A new study from Cornell University is using queuing theory to examine how often pairs of shoppers can overlap in a supermarket – an approach that could be used to predict the transmission of COVID-19 and guide strategies to reduce the spread.
Jamol Pender, Associate Professor of Operations Research and Information Technology, specializes in queuing theory – essentially the science of waiting in queues. His research aims to reduce traffic congestion, help driverless vehicles navigate, and minimize waiting times for rides in Disney World. Now he’s turned to a similar type of queue and modeled the likelihood of COVID-19 transmission in stores, focusing on where and for how long customers might overlap.
The research started with the simplest scenario: a room with a single entrance and a single queue.
This single server model is admittedly a “ridiculous” extreme, said Pender, at the other end is the infinite server, a kind of idealized model with an infinite number of resources, such as a subway ride with endless passengers boarding.
To analyze the possible configurations of overlapping customers, the researchers created a simulation with two main variables: the arrival rate – how quickly customers enter the store – and the service rate – how quickly customers are processed at the checkout.

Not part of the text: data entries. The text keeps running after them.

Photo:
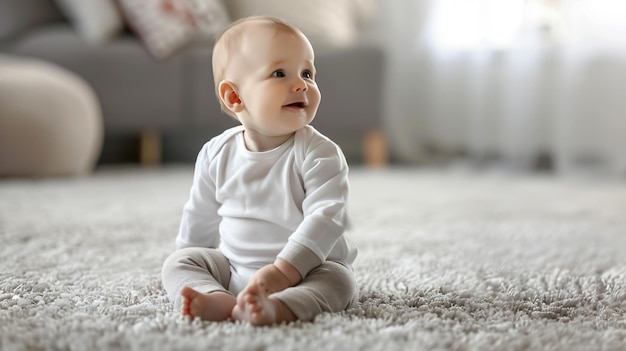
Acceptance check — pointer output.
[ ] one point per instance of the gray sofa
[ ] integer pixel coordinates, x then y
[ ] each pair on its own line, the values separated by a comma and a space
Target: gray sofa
171, 102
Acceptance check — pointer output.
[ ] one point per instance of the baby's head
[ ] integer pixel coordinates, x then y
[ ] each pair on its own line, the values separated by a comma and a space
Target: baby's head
251, 56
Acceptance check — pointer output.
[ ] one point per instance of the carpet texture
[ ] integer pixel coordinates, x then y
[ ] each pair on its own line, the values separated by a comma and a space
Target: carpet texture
448, 261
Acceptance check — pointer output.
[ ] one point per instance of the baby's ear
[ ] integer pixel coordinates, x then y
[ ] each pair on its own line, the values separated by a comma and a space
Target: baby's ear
229, 96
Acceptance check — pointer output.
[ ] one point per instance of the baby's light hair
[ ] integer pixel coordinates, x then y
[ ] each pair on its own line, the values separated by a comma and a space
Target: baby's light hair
229, 41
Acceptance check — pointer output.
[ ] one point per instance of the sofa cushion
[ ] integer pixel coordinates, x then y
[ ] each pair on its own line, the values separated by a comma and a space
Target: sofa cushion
17, 16
97, 21
167, 26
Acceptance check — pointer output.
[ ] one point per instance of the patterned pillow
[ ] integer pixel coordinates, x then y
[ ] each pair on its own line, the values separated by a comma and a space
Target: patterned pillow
168, 26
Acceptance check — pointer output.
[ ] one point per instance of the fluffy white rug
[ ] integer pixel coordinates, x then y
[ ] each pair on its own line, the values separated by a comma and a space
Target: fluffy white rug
458, 261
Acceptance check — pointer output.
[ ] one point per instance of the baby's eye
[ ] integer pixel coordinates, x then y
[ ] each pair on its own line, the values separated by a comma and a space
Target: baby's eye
278, 73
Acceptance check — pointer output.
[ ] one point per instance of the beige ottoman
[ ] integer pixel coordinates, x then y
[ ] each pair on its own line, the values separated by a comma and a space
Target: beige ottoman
50, 120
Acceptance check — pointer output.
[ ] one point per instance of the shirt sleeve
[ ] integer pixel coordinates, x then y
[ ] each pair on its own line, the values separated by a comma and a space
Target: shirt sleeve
325, 179
200, 222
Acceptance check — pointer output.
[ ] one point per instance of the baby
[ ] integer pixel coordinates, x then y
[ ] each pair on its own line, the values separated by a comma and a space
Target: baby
262, 235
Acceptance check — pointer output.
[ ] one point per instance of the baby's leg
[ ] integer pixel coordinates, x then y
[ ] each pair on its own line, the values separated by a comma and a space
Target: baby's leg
331, 287
213, 306
194, 279
260, 309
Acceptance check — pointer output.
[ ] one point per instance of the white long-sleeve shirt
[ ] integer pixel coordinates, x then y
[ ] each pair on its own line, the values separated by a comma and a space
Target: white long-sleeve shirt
289, 202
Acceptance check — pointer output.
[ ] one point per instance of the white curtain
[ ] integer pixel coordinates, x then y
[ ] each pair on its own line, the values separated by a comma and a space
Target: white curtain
509, 80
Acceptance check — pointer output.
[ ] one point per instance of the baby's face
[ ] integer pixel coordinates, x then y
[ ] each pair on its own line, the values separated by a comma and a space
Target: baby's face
275, 79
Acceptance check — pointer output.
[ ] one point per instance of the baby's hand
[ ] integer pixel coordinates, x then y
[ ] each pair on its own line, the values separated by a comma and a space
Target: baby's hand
272, 279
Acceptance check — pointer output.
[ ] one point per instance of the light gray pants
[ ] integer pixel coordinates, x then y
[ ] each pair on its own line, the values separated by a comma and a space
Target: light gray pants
330, 287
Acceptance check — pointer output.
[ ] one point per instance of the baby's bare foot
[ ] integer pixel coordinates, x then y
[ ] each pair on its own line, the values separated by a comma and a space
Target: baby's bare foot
259, 309
213, 306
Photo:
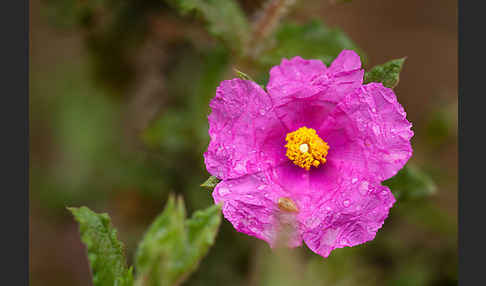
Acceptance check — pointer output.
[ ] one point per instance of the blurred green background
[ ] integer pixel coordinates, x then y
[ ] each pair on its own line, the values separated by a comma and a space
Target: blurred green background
119, 94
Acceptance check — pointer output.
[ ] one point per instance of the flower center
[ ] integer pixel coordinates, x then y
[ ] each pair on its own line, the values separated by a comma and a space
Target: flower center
305, 148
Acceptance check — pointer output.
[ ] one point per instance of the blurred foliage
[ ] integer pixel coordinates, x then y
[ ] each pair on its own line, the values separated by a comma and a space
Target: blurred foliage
82, 152
173, 246
105, 253
387, 73
411, 183
224, 18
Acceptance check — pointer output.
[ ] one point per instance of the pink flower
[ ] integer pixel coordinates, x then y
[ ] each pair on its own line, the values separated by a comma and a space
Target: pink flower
312, 151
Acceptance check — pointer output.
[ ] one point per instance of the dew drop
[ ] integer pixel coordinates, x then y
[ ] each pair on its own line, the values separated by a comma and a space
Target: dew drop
223, 191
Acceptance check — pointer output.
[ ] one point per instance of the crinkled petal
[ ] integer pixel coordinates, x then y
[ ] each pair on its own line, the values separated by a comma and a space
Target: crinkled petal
250, 203
368, 131
350, 216
305, 91
246, 136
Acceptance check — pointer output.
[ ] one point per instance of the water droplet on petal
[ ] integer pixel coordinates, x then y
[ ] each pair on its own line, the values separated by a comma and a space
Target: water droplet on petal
223, 191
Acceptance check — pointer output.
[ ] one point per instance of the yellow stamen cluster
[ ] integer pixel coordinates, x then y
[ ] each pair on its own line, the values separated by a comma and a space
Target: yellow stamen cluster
305, 148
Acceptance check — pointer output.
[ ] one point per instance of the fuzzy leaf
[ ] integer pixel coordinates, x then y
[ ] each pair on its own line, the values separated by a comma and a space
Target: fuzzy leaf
411, 183
173, 246
105, 253
313, 40
210, 183
224, 19
387, 73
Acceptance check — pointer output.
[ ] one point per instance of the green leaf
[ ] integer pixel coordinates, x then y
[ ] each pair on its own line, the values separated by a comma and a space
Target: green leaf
225, 19
387, 73
173, 246
210, 183
411, 183
313, 40
105, 253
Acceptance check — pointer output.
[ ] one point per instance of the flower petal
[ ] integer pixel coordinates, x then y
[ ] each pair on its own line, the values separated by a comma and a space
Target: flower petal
305, 91
368, 131
250, 203
351, 216
246, 136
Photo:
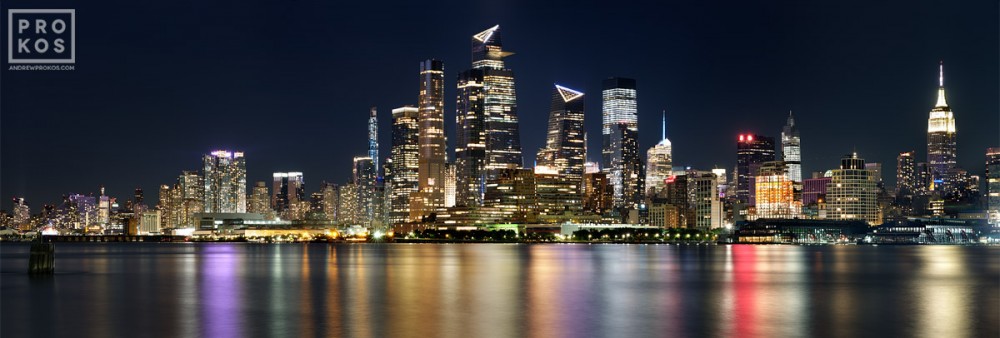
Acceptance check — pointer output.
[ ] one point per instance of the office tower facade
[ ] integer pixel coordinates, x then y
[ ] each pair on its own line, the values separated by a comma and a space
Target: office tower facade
851, 193
564, 150
365, 180
433, 149
450, 184
260, 201
373, 137
21, 212
512, 193
331, 200
403, 184
486, 117
618, 106
224, 175
906, 175
597, 192
791, 150
103, 208
626, 173
775, 195
557, 193
993, 184
707, 205
941, 133
751, 151
659, 162
288, 190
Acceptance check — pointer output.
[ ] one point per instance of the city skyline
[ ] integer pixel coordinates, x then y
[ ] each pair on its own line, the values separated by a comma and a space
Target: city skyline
821, 149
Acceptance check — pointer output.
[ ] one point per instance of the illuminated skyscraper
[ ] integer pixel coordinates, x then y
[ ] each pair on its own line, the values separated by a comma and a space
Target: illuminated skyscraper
775, 194
260, 201
486, 117
347, 208
993, 183
373, 137
791, 152
404, 155
288, 190
433, 149
751, 151
620, 131
659, 162
365, 179
618, 105
224, 175
851, 193
626, 174
564, 145
906, 174
941, 142
704, 189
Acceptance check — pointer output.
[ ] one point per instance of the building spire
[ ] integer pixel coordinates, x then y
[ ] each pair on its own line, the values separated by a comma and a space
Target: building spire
664, 133
941, 101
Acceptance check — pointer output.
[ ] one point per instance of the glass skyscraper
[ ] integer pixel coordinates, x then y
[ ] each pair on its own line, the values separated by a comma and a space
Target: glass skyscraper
373, 137
620, 131
486, 118
564, 149
941, 142
659, 162
404, 158
751, 151
791, 152
224, 174
432, 159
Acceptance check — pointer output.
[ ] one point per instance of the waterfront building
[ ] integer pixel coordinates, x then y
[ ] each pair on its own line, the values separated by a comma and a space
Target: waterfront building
224, 176
450, 185
597, 192
941, 133
620, 132
993, 184
373, 137
626, 174
260, 201
487, 121
791, 152
432, 157
775, 194
557, 193
751, 151
512, 193
331, 200
289, 189
365, 180
565, 147
706, 204
659, 162
851, 193
347, 208
403, 183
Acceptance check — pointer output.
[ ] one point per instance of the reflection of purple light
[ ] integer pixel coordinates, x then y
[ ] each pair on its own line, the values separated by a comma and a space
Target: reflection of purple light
221, 308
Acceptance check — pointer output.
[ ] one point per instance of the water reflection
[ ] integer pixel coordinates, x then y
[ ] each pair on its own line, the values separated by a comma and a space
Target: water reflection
242, 290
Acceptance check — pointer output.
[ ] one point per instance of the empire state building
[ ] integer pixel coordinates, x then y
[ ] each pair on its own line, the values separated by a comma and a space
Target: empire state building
941, 142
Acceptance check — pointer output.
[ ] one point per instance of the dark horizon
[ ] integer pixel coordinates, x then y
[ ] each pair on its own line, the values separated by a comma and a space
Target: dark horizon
290, 84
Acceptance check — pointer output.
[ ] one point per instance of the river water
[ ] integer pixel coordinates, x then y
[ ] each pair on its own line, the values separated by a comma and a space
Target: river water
501, 290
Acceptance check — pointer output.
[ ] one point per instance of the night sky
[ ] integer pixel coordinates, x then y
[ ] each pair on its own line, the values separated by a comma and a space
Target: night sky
159, 84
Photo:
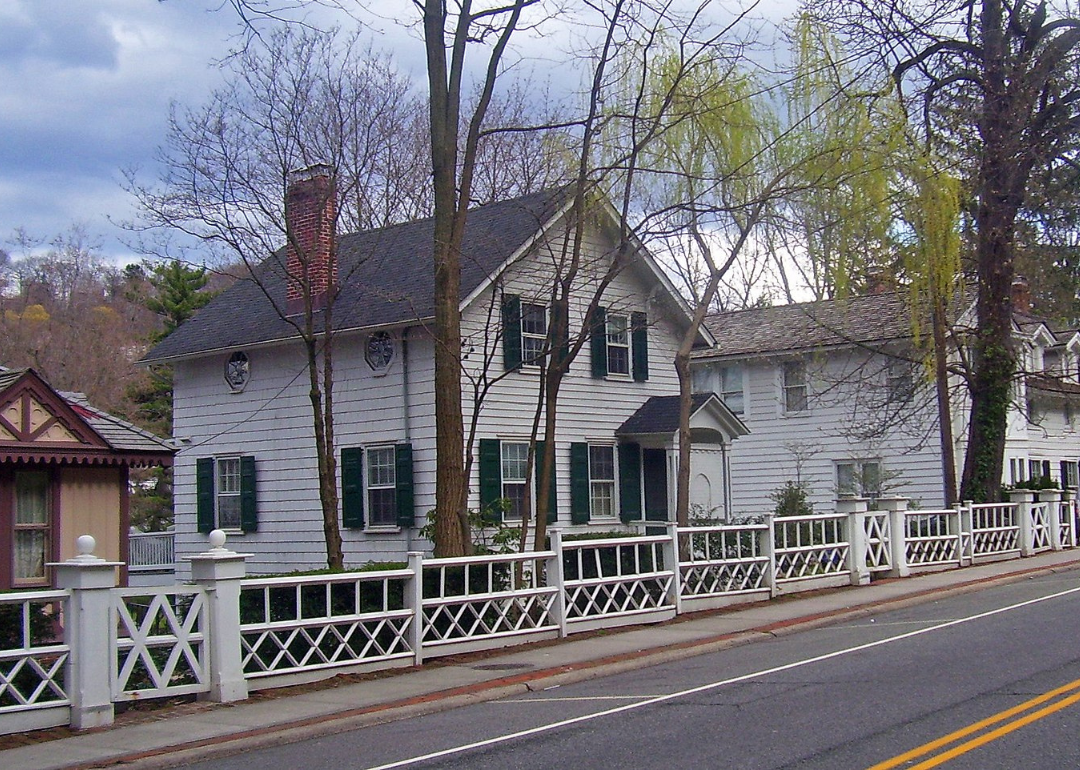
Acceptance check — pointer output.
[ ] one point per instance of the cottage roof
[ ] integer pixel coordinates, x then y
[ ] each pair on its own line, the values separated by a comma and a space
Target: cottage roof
387, 279
68, 429
874, 319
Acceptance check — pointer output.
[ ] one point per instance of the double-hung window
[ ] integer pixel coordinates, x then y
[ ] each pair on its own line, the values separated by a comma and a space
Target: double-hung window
859, 477
381, 486
377, 489
602, 501
534, 333
32, 532
794, 374
514, 461
618, 345
225, 494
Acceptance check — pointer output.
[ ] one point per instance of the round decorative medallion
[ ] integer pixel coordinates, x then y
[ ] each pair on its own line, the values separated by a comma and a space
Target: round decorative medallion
380, 351
238, 370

It turns out that the key to limiting overlap and potential exposure between customers is to make the checkout process as quick as possible.
Arrivals have an impact, but not as much as the power distribution. So if you had a choice and could either limit arrivals or make your staff faster, my advice would be to make your staff faster if you want to reduce overlap. “
Jamol Pender, Associate Professor of Operations Research and Information Technology
Another way to significantly reduce overlap and create a more efficient system is to add another server queue.
“There is actually a very big difference between a server and two servers,” Pender said.
While the new study was inspired by COVID-19, the modeling could be applied to other contexts, from hair salons and daycare to buses and trains. Another use: online security and computer systems where the spread of “infections” could be data file corruption.